Which makes the “yet” weird, but I suppose it admits the possibility that the office might be restored before the tortoise dies, and the tortoise might not outlive the potential future governor.
Sure, the "yet" seemed to imply that one governor has taken over. There's no further information regarding the number of governors, and I refrained from speculation. All I could deduce was that the 1882 governor is dead, the current one is alive, and there is a nonnegative whole number of intervening governors (zero or more).
Very few people seem to be able to distinguish between "the largest number on record" and "the largest thing that ever happened", even if they know perfectly well that records of whatever the phenomenon is are never kept.
Imagine the life of a spider. Imagine it for forty three years. Lurking in your burrow, waiting for a snack to wander by. Getting fucked by spider boys and maybe eating them. Do trapdoor spiders eat their mates? I’m not sure. Laying eggs and watching the spiderlings go running off. Again and again for forty three years.
Black widow spiders last something like a thousand eggs, and the hatchlings murder and easy one another until only a couple survive... Who go in to live for as long as black widows live for. The average lifespan is likely quite low, however.

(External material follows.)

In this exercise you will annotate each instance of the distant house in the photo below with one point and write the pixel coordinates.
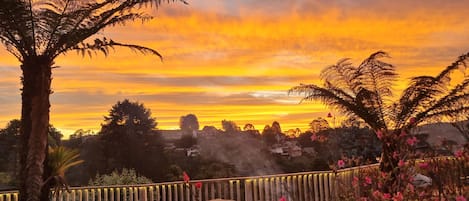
(171, 135)
(193, 151)
(287, 148)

In my opinion, the logical assumption is that this spider species can't live for much more time than exactly that interval of time
The interesting point here to me is that it was not killed before. This suggests that it was able to fend off the wasps attacks for fourty years. I assume that hen died it was too weak (too old) to fight back. Another possibility is that it had moult recently and was too soft to defend itself.
Insects die soon because adult wings can't moult twice. Spiders don't have wings so they can moult indefinitely and became much much older than insects --but-- is easy to predict that (unlike jellyfishes), spiders can't live forever
We can be 100% sure of this empirically. We even could predict mathematically the life time span of each species, also if we would want it (again, in my opinion).
I think about this a lot in the context of conversations about intelligence. If spiders can have complex behaviors hard-coded, humans certainly do too. (In other words, the Tabula Rasa theory is wrong.) The ability to learn language and emotion are certainly two examples. We are pretty good at certain things (learning language, picking up social cues) and relatively bad at others (calculating an 18% tip).
So if you’re going to measure “intelligence” the first thing you’ll need to do is choose what to measure. What questions do you ask? You might be inclined to pick things we humans think are important. But then that’s not an objective universal measurement, at best it’s yardstick for human cognitive abilities.